Implement Business Rules

When purchasing facility maintenance tasks, a common pitfall many organizations fall into is not choosing the correct benchmarks for proposal comparison and evaluation purposes. Too often, decisions are made solely on the unit pricing. Buyers should also give serious consideration to key business rules and negotiate based on those rules. For example, when scoping and procuring repair and maintenance services, buyers should negotiate trip charges, response times, return trip charges, materials mark up, overtime charges, standard labor hours, etc. All of these can have a significant impact on the total cost of services.
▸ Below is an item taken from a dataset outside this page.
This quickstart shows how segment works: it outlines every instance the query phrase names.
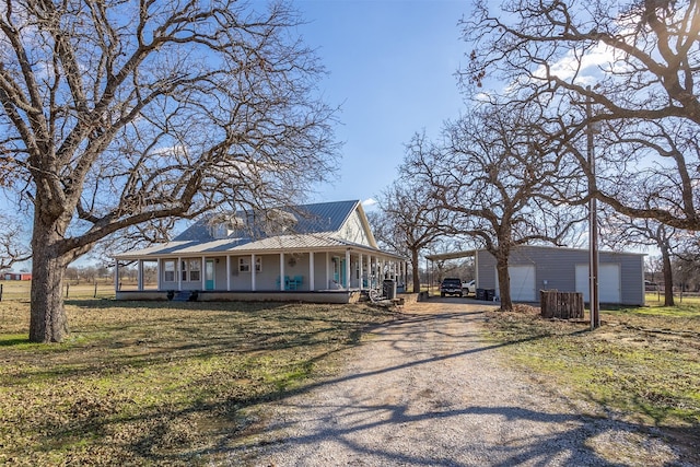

Negotiate at the Enterprise Level

Facility maintenance services are typically purchased in a reactive and decentralized manner at the local site level, resulting in a fragmented spend across many contractors. Given the cost drivers for these types of services, vendors are eager to negotiate larger volumes and will often provide significant discounts in order to secure more business with one customer. The advantage to suppliers is savings on overhead and marketing costs, higher employee productivity due to less drive time, and a more predictable demand schedule. Therefore, purchasing firms should look for opportunities to standardize and consolidate vendor relationships across all maintenance trades.

Manage the Entire Supply Chain

Similar to merchandise fulfillment practices, organizations with a large number of FM vendors servicing a large network of geographically dispersed facilities can benefit from taking a supply chain management approach — for example, a national retail chain that has multiple locations, all of which need a variety of maintenance services in order to keep the doors open and make the customer experience as pleasant as possible. For the reasons stated above, the process doesn’t stop with a sourcing initiative. To really drive the desired outcomes, organizations must plan and manage all activities involved in the sourcing, procurement, work order, and service logistics management. It also requires coordination and collaboration with channel partners including operations, corporate real estate, parts and materials suppliers, and maintenance contractors to ensure that services are provided at the right time, at the right price, and at standard.

Partner with a Facilities Management Specialist

Given the lack of strategic focus on building and grounds maintenance, organizations don’t typically invest significant resources into working jointly with their supplier. Working collaboratively with a facilities management firm, especially one that specializes in serving clients with geographically dispersed properties, can yield significant benefits. Buyers can leverage the buying power, subject matter expertise, and change management experience of FM specialists. Also, maintenance contractors are often eager to partner with FM firms that can provide access to larger and more consistent volumes of work for their company — which, in turn, leads to lower pricing for the FM specialist.

Conclusion

Given the proliferation of national and global companies and the commensurate growth in facility assets, facilities maintenance services represent a significant area of spend. It now presents a greater opportunity for potential savings than does the purchase of materials and components. Partnering with FM specialists, enterprise-level purchasing groups can access relevant subject matter expertise and supply chain resources necessary to implement and manage the available strategies designed to drive the desired outcomes.